Palombella Rossa representa sua obra mais bem acabada que se coloca neste todo, completo e asfixiante, do qual não se pode sair. É aqui que ele afirma, de maneira definitiva, que tudo pode ser e é filmável, é cinematográfico. Melhor: de que o “cinematográfico” não é algo restrito, eletivo, “fotogênico”, mas que deseja a realidade, a realidade como um conjunto total, onde nada mais é censurável ou descartável.

Palombella nos coloca no mais improvável dos cenários: um clube esportivo, com piscina, barzinho. Honestamente sou incapaz de recordar qualquer outro filme que se passe neste local. E se, de fato, houver outro, é improvável que transmita na sua própria espacialidade o fato de ser uma propriedade privada (nada no filme diz que é; mas, a locação, além de insólita, é, pelo menos, hermética). Não é uma rua, uma praia, uma praça, uma cidade, um país... A entrega de Moretti a este espaço, na pobreza de sua falsa amplitude, em sua grotesca aridez, é digna de um Godard (o Godard dos escritórios, hotéis, iates, que vem de Sauve qui peut (la vie) até Film Socialisme). Como Godard, Moretti deflagra a falsidade inerente do “privado” através da estranheza deste cenário, mas também pela asfixia de não sairmos jamais dele. Ao não sairmos de lá praticamente todo o filme, não há também uma ferramenta de comparação: de modo que se sente esta estranheza do espaço privado, mas é também quase como se nem déssemos conta disso, como se estivéssemos em vias de permitir a sua naturalização, imersos que estamos nas palavras da politicagem, da “jornalisticagem”, da bitolação, nessa coisa estreita que é nossa mente, nossas obsessões.

Ao mesmo tempo, ele permite a este espaço, tão individualizado, tão absurdamente específico (jogo de polo aquático), também pertença paradoxalmente ao espaço público, capaz de abarcar questões enormes da política, da mídia, de todo um passado coletivo. Moretti, como cineasta, se pergunta: estou em uma externa arejada e natural ou na claustrofobia artificial do privado? O mundo, a sua grandeza, seus sonhos, se atomizaram a uma piscina de um Domingo barulhento de um clube de fim-de-semana? Moretti jamais haverá de se perguntar isso novamente, e dessa maneira, que é, ao mesmo tempo, crítica e neurótica (em verdade, sua neurose, bem como a sua irritação, coincidem precisamente com a sua vontade de crítica), embora faça algo parecido em Habemus Papam, entre os portões do Vaticano e as ruas de Roma. Mas, em Palombella, nenhum dualismo é possível. Moretti simplesmente entrega tudo em uma superfície chapada ao espectador e este que se vire.

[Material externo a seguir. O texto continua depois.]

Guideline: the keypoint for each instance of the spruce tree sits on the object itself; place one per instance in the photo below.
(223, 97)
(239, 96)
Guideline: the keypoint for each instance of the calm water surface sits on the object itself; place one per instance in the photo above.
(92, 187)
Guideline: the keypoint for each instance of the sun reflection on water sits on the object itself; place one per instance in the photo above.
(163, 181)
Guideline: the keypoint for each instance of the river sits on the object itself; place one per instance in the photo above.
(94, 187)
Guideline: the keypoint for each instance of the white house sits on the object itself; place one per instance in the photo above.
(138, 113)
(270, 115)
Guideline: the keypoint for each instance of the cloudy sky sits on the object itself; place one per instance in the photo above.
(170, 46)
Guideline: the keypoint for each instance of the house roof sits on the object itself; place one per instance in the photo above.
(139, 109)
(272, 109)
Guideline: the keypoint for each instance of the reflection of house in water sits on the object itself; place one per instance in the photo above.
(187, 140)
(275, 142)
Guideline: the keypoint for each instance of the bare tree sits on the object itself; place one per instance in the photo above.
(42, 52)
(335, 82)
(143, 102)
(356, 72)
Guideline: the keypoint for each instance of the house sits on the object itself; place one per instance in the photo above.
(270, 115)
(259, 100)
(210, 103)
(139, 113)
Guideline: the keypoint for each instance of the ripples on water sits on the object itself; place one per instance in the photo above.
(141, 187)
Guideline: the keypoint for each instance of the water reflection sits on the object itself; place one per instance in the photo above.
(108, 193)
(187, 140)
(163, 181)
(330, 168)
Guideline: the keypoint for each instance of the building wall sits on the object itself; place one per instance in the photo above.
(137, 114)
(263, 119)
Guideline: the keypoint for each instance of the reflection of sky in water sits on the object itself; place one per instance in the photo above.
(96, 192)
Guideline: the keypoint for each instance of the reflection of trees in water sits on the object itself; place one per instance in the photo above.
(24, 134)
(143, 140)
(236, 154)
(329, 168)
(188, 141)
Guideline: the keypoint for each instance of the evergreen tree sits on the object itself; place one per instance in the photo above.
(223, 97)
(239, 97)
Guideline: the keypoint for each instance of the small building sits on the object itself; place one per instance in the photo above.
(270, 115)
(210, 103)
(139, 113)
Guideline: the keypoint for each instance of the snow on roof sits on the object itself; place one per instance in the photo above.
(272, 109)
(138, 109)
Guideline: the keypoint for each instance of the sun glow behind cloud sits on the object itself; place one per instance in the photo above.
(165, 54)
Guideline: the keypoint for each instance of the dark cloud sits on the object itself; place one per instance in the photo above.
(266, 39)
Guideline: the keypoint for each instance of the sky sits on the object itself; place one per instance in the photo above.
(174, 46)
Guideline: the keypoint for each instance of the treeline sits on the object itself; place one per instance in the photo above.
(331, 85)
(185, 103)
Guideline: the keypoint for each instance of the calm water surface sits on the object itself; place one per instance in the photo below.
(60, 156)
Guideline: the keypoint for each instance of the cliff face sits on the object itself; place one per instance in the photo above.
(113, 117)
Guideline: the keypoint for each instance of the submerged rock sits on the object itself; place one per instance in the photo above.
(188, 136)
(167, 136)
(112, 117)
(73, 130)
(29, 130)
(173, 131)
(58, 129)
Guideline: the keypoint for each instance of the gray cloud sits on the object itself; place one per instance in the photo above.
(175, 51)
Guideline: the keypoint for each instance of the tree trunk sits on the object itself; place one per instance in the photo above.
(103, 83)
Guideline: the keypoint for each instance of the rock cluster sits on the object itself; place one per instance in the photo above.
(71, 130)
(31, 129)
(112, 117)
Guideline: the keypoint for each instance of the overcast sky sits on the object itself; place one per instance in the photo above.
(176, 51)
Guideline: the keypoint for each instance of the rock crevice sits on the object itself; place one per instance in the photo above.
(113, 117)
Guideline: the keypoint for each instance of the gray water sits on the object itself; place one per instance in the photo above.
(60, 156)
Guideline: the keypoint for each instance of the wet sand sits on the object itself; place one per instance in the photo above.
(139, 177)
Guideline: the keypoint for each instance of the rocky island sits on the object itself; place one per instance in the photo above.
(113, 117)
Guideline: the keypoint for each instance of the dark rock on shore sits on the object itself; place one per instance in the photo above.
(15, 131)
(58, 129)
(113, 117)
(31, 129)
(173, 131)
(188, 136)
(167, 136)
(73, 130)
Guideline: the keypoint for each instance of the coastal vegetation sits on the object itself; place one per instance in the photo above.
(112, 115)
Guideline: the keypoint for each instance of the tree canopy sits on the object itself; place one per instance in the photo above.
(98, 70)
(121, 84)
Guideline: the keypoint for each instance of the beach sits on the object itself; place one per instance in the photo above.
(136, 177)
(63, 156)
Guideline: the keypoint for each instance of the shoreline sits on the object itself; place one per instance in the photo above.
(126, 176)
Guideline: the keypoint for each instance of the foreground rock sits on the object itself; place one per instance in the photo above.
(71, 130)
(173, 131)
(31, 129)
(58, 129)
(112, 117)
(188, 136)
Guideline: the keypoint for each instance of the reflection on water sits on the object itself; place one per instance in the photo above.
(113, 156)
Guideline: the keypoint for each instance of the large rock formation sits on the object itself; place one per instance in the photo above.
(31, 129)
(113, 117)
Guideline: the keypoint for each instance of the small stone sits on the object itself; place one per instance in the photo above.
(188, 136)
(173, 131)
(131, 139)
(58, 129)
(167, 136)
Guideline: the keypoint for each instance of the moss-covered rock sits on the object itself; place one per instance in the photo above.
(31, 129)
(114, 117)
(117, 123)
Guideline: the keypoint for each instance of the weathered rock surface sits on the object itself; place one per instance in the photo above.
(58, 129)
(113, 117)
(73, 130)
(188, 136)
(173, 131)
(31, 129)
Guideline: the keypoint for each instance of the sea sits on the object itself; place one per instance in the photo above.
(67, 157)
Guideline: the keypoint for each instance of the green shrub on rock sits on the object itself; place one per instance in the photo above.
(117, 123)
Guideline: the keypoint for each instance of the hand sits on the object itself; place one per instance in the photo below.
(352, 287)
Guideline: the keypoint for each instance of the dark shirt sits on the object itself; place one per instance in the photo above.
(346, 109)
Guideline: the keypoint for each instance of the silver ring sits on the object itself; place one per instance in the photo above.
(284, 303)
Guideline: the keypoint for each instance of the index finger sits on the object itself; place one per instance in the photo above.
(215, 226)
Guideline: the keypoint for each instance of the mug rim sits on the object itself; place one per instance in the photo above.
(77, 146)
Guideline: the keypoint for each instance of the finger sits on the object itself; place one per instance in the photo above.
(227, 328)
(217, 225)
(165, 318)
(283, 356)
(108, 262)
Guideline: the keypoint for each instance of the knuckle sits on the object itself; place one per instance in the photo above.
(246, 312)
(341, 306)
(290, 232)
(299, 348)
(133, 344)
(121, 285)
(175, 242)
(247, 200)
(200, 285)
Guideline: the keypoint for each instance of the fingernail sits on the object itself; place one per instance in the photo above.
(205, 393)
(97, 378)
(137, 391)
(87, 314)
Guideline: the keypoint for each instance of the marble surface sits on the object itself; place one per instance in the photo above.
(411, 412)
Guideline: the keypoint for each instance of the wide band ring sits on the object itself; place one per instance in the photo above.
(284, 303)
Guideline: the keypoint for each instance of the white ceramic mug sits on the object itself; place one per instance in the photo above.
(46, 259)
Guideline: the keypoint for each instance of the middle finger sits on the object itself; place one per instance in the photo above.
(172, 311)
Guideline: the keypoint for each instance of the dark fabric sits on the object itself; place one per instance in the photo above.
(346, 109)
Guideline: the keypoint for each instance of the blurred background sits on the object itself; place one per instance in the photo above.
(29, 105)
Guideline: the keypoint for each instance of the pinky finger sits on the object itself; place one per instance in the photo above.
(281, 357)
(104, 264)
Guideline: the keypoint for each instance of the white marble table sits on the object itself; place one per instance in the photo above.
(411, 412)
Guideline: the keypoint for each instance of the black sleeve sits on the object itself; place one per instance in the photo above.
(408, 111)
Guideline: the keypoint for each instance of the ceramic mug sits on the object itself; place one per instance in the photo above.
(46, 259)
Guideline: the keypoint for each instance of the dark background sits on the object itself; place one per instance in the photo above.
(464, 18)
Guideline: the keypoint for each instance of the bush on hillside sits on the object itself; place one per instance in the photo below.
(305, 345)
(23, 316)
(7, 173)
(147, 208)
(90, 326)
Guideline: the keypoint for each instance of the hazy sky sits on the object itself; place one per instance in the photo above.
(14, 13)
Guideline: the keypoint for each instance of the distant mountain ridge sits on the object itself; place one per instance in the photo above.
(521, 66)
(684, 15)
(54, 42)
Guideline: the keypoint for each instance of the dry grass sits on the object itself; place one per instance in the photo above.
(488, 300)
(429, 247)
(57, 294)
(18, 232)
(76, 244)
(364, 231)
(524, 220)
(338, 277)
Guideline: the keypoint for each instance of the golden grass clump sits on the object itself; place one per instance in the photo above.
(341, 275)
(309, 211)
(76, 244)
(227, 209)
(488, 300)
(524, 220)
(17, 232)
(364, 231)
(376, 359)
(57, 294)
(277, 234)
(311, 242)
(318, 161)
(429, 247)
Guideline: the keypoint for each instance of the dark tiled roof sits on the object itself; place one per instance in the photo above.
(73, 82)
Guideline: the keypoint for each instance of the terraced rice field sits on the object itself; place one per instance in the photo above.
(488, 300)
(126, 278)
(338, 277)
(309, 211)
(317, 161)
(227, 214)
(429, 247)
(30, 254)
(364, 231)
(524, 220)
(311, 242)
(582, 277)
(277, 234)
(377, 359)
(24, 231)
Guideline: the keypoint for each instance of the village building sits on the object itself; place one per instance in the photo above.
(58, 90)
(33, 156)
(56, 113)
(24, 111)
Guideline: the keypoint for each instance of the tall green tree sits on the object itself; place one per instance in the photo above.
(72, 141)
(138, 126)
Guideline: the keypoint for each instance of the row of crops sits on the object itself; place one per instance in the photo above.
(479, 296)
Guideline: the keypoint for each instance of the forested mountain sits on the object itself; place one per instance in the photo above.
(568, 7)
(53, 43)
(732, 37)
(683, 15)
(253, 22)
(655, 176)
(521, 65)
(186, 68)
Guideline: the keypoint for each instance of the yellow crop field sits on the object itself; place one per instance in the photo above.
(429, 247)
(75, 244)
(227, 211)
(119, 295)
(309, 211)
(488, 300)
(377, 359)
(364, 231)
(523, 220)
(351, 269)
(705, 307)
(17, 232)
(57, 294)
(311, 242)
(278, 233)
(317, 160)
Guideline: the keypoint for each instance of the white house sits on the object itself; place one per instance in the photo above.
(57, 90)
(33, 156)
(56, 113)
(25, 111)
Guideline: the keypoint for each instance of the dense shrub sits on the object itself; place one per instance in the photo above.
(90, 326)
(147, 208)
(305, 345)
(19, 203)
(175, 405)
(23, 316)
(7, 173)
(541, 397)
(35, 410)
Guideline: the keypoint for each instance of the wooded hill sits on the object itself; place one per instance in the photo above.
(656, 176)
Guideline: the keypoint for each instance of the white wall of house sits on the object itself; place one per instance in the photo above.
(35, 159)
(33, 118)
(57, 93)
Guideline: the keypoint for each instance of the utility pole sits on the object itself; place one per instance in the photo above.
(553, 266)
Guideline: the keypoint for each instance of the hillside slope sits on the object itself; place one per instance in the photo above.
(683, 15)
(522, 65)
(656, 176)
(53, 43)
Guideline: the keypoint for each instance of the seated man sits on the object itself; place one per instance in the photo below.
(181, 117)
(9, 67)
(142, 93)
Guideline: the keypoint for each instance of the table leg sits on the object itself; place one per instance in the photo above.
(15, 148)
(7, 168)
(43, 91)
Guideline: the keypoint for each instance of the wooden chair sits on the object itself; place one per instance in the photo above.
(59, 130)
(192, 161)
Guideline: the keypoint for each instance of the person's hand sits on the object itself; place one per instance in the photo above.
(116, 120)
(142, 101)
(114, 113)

Palombella Rossa é ainda um filme totalizante e de painel, com um sem-número de ideias soltas, aleatórias e delirantes. Em geral, este tipo de descrição decai a obras “de gênio”, muito excessivas, autobajulatórias, incapazes de criarem qualquer visão crítica da realidade, a qual dominam como um demiurgo. Para estes filmes (penso em um Crash, de Paul Haggis, ou um Babel, de Iñarritú, só para tornarmos a comparação mais clara), Moretti senta soberanamente aos seus lados e lhes institui uma lei: só há um espaço; só há a própria realidade, inultrapassável, sob a qual não podemos nos “deslocar”. Acaba-se aí a pretensão de dualismos; tautologias; montagens paralelas; dramaturgias sob a lógica da bola de neve em descida; consciências culpadas perdidas em um grande deserto; que são o alimento vulgar destes filmes. Em Palombella, ao contrário, quando Moretti entra no espaço mental, do “alter ego”, do mundo das lembranças e dos sonhos, de tudo que pode ser arbitrário e específico (Doutor Zivago; pólo aquático), será para torná-los transparentes, e pertencentes a esta mesma realidade. É devido a este desejo de ser sempre transparente, cristalino, que nunca antes um filme de permutações aleatórias, desordenadas e de ambições totalizantes, me pareceu tão fresco, novo e espontâneo.